Small ergonomic improvement, but it reduces the visual noise at the top of files with deep namespace hierarchies.

:arrows_counterclockwise: Generators grew up

Generators in 5.5 were interesting but incomplete. 7.0 adds two things. First, a generator can now have a return value, accessible after iteration ends:

function process(): Generator {
    yield 'step 1';
    yield 'step 2';
    return 'done';
}

$gen = process();
foreach ($gen as $step) { /* ... */ }
echo $gen->getReturn(); // "done"

Second, yield from delegates to another generator or iterable, transparently passing values and return values through:

function inner(): Generator {
    yield 1;
    yield 2;
    return 'inner done';
}

function outer(): Generator {
    $result = yield from inner();
    echo $result; // "inner done"
    yield 3;
}

This makes composing generators practical without manually plumbing values between them.

:jigsaw: Closure::call()

A more direct way to bind a closure to an object and call it immediately:

class Counter {
    private int $count = 0;
}

$increment = function (int $by): void {
    $this->count += $by;
};

$increment->call(new Counter(), 5);

bindTo() existed before but required two steps. call() collapses them and is faster at runtime because it skips the intermediate closure creation.

:globe_with_meridians: Unicode escape syntax in strings

You can now embed Unicode characters directly in double-quoted strings or heredocs using a codepoint:

echo "\u{1F418}"; // 🐘
echo "\u{00E9}";  // é

Beats copy-pasting characters from a Unicode table into source files, which is what people were actually doing.

:shield: Safer unserialize()

unserialize() has a long history of being a vector for object injection attacks. 7.0 adds an allowed_classes option:

$data = unserialize($input, ['allowed_classes' => false]);
$data = unserialize($input, ['allowed_classes' => [User::class, Order::class]]);

Passing false prevents any object from being instantiated during deserialization.

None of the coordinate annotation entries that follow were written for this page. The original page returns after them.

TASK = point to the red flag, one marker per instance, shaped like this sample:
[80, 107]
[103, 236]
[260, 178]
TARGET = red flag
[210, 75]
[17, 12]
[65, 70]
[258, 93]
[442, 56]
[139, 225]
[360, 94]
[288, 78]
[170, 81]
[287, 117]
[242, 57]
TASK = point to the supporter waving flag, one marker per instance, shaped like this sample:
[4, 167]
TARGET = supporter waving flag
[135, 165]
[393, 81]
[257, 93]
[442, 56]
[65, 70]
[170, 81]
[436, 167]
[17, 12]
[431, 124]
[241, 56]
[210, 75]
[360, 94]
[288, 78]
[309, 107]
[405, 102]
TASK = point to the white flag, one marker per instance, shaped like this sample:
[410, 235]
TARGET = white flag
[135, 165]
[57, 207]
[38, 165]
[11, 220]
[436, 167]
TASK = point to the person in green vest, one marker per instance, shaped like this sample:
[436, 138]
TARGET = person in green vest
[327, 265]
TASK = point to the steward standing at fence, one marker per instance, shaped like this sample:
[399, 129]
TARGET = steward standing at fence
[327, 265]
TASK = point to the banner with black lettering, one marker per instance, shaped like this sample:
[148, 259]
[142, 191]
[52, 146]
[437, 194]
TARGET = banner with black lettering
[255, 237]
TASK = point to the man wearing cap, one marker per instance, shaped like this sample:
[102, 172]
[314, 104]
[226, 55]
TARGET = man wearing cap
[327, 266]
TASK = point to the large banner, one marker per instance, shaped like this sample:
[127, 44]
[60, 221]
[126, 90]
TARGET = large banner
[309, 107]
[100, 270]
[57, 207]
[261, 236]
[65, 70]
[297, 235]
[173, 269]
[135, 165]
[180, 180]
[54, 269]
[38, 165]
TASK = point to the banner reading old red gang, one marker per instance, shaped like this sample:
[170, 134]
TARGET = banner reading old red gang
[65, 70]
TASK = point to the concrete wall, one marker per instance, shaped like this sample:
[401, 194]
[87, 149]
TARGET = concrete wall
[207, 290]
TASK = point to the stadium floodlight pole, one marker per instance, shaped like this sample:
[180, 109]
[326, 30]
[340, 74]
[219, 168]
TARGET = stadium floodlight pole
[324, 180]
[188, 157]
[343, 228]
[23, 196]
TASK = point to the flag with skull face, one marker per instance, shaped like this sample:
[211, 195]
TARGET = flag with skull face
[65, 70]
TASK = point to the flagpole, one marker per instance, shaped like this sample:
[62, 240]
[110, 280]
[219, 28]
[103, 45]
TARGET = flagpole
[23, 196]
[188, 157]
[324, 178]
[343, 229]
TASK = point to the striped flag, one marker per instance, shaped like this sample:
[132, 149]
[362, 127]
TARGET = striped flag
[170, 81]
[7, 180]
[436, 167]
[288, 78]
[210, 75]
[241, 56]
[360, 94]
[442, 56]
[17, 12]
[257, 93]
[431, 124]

This is the default you want when deserializing untrusted input.

:1234: Integer division

intdiv() is explicit integer division with no float intermediate:

$pages = intdiv(count($items), $perPage); // int, no casting needed

Yes, you could cast the result of a division. intdiv() makes the intent clear and avoids the float precision edge cases that casting introduces for large numbers.

:seedling: Constants as arrays

Before 7.0, define() only accepted scalar values. Arrays worked with const at class or namespace scope but not with define(). Now they do:

define('HTTP_METHODS', ['GET', 'POST', 'PUT', 'DELETE', 'PATCH']);

Useful for configuration that needs to be a constant but lives outside a class.

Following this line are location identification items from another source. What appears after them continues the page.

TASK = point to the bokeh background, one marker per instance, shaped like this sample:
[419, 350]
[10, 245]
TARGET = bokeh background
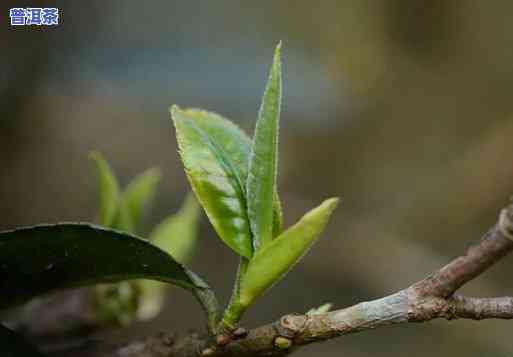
[402, 108]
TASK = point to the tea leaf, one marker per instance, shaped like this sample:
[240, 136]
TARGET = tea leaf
[272, 262]
[263, 162]
[215, 175]
[109, 190]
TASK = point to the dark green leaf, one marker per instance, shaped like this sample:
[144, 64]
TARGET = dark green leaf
[14, 345]
[39, 259]
[263, 162]
[273, 261]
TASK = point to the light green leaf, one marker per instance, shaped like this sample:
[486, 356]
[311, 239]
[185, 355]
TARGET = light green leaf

:white_check_mark: Assertions with teeth

assert() got a proper redesign. In PHP 5, assertions were a runtime eval of strings. Now they can throw exceptions and be completely removed in production with zero overhead:

// In php.ini or at bootstrap:
// assert.active = 1 (dev), 0 (prod)
// assert.exception = 1

assert($user->isVerified(), new \LogicException('Unverified user reached checkout'));

When assert.active = 0, the expression is never evaluated. When it’s on, a failing assertion throws the provided exception directly. This is finally a tool worth reaching for, without the embarrassment of admitting you used it.

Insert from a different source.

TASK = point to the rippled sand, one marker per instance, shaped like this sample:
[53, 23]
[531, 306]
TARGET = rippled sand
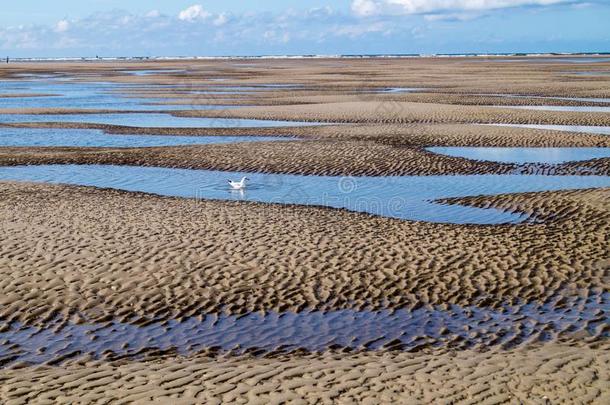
[171, 293]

:arrows_clockwise: The session_start() overhaul

session_start() now accepts an array of options that override php.ini directives for that call:

session_start([
    'cookie_lifetime' => 86400,
    'cookie_secure'   => true,
    'cookie_httponly'  => true,
    'cookie_samesite' => 'Lax',
]);

Before this, you either set options globally in php.ini or called ini_set() before session_start(). Neither was great when you needed different session configurations in different parts of an app.